Current solution (reduction for * and ^ only)

julia> @time flag(3,6,9);
  0.045371 seconds (489.13 k allocations: 6.366 MiB)

Reduction for all the operators

julia> @time flag(3,6,9);
  0.161490 seconds (769.00 k allocations: 8.604 MiB)

No reduction at all

julia> @time flag(3,6,9);
  1.168490 seconds (8.57 M allocations: 124.392 MiB, 1.07% gc time)

(Although this necessarily means that the ideal should be in a standard basis.)

Notes on Chow rings

  • For a given AbsVariety, the underlying Singular ring of the Chow ring should never be modified: otherwise bundles already constructed will no longer be compatible. So whenever a new Singular ring is used, a new instance of AbsVariety should be created (e.g. _inclusion).

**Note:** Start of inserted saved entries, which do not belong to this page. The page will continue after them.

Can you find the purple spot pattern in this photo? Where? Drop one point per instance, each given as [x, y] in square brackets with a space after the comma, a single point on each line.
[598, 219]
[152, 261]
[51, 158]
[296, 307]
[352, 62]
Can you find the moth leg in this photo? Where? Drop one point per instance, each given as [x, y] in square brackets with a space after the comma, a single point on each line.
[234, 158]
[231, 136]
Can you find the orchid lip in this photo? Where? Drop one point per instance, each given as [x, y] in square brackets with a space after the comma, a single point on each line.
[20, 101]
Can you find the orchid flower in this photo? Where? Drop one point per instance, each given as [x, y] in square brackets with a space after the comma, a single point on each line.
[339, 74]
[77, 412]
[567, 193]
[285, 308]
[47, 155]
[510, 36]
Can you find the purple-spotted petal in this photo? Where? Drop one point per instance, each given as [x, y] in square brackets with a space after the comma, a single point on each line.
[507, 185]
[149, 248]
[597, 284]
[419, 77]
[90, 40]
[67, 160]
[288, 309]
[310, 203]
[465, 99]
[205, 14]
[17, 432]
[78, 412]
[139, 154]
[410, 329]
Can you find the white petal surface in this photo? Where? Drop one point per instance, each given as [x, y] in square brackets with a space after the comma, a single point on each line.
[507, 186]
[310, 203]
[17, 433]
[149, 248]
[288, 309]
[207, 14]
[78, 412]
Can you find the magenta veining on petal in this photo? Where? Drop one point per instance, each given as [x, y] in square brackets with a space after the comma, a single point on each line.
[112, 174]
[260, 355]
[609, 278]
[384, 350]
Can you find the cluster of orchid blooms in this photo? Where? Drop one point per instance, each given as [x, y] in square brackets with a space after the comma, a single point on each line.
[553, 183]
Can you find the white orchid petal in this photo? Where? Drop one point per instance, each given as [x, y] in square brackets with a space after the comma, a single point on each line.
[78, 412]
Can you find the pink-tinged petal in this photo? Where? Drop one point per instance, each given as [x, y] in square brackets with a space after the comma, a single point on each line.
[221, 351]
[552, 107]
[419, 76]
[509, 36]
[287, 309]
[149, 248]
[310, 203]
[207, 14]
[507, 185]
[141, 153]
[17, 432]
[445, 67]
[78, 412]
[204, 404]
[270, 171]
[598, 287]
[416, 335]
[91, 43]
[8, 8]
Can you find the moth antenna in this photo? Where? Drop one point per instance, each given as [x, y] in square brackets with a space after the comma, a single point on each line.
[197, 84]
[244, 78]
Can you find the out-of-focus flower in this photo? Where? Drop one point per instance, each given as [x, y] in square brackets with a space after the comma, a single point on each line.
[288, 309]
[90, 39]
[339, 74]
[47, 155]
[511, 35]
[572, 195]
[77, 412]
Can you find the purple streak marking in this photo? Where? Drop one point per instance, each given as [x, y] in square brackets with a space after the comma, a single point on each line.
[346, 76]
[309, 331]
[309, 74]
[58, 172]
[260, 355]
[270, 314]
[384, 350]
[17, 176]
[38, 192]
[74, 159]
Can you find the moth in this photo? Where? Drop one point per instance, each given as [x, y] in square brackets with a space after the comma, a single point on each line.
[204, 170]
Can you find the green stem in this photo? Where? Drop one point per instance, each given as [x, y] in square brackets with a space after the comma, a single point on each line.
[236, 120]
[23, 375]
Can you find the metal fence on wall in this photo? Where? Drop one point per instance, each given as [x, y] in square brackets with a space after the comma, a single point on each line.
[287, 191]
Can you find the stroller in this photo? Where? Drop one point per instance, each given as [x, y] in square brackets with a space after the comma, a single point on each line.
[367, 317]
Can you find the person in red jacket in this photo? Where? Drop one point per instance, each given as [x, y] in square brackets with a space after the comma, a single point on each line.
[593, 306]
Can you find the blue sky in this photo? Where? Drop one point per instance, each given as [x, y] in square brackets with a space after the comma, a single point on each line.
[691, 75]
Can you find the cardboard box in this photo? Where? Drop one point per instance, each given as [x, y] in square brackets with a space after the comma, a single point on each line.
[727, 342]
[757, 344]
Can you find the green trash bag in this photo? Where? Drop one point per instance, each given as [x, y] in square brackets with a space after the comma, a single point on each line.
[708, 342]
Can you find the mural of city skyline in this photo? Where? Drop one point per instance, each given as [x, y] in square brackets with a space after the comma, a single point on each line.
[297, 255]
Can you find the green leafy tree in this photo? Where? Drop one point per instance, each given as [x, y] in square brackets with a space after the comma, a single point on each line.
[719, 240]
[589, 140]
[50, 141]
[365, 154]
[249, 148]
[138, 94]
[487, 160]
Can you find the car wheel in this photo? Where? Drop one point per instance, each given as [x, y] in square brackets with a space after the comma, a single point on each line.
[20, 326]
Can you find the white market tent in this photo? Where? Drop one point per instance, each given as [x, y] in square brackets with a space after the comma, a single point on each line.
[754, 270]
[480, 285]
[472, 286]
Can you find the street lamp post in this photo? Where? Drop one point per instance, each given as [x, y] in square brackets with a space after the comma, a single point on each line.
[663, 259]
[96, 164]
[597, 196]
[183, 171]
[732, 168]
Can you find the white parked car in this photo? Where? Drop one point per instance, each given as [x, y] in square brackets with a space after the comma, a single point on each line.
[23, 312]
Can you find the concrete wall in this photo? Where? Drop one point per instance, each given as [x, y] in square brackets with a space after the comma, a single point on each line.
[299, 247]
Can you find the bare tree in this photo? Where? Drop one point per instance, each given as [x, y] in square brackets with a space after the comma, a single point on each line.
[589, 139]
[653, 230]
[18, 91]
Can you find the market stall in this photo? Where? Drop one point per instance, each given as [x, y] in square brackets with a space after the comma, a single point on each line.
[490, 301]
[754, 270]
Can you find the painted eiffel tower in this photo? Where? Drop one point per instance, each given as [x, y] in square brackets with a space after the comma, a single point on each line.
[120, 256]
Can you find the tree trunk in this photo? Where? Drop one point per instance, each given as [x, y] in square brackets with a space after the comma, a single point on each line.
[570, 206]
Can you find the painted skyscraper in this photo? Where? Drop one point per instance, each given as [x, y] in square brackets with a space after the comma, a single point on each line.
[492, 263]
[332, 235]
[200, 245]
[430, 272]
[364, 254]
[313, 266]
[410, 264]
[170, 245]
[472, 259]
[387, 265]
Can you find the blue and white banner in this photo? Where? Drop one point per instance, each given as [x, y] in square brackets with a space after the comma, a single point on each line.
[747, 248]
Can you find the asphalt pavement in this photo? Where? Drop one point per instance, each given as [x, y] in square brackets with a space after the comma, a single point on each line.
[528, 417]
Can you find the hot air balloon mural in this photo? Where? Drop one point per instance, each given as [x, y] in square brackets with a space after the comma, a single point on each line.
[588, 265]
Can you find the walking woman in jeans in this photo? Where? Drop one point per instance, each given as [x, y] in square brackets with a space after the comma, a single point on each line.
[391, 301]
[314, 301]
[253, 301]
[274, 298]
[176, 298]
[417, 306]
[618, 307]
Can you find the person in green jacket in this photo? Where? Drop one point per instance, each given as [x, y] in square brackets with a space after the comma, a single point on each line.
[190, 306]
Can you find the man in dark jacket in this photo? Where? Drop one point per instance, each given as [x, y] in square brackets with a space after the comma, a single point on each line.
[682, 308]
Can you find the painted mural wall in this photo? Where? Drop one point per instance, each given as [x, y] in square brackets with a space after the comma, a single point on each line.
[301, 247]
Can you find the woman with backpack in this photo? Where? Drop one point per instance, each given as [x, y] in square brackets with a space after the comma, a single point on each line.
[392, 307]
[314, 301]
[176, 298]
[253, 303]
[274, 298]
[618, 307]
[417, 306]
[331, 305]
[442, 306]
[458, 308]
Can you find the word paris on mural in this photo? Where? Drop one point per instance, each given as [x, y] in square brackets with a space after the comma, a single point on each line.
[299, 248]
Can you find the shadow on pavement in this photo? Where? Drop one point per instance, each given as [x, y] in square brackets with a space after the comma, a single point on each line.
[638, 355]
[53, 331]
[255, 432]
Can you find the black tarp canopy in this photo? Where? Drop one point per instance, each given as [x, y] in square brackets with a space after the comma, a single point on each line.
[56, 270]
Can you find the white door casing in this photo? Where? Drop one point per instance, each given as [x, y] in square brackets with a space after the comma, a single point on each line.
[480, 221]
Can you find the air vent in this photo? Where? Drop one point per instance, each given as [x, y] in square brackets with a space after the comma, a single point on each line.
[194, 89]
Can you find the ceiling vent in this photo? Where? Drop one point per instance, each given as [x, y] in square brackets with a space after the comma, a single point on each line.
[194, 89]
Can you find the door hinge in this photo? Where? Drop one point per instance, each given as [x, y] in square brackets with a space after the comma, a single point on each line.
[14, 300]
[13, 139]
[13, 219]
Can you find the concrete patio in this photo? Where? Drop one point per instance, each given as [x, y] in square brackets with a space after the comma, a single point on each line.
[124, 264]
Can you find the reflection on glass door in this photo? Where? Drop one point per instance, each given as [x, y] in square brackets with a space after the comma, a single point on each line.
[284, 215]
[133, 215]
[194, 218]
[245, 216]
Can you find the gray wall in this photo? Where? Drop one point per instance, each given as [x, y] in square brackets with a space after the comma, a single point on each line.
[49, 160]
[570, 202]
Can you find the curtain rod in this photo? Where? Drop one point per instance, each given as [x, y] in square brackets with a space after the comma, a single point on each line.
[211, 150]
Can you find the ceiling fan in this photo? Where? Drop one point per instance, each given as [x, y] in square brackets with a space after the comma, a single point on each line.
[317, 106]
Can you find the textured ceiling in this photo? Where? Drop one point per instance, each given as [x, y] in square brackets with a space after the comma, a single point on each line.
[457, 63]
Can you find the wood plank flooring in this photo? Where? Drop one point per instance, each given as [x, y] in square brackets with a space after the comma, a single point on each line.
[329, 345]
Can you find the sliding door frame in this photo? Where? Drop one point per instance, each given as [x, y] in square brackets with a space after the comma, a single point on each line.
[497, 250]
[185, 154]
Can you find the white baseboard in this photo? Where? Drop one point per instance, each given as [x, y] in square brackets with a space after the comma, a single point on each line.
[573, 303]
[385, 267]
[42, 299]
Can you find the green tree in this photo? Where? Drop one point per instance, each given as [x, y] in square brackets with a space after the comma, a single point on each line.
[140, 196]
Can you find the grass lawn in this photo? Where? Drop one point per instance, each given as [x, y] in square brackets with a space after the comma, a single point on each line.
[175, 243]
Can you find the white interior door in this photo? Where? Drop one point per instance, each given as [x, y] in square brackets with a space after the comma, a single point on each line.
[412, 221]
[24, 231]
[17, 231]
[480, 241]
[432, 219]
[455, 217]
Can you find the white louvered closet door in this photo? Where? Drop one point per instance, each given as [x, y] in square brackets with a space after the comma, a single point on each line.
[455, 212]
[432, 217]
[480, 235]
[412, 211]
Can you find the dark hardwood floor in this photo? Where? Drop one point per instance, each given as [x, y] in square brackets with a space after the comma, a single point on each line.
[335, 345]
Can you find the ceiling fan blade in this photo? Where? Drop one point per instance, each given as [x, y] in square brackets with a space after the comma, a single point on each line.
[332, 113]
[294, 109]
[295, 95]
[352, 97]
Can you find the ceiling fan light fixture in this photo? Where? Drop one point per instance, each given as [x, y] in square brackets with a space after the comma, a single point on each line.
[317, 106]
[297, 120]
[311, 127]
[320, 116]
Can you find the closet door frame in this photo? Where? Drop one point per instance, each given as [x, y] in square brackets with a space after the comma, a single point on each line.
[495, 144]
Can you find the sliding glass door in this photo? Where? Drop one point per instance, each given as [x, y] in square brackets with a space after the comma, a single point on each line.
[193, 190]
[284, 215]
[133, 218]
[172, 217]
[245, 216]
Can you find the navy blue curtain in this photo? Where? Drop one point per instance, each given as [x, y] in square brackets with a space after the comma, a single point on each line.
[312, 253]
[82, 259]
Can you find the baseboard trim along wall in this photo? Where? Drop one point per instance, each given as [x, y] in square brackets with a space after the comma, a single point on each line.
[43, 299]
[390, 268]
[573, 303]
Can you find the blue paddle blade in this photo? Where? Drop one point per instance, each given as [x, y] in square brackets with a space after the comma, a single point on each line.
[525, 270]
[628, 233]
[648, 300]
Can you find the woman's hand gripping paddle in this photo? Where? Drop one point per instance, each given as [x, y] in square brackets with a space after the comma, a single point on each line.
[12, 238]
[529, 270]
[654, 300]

  • On the other hand, the ideal could be changed but one should be careful. In particular, since basis_by_degree is cached (this is necessary due to performance reasons, since we need to check the number of zero cycles when doing integration), changing the ideal may lead to issues. But trim! is an exception since it does not change the structure and is in fact needed before performing basis_by_degree (otherwise the ideal might not be 0-dimensional and we won't be able to use kbase).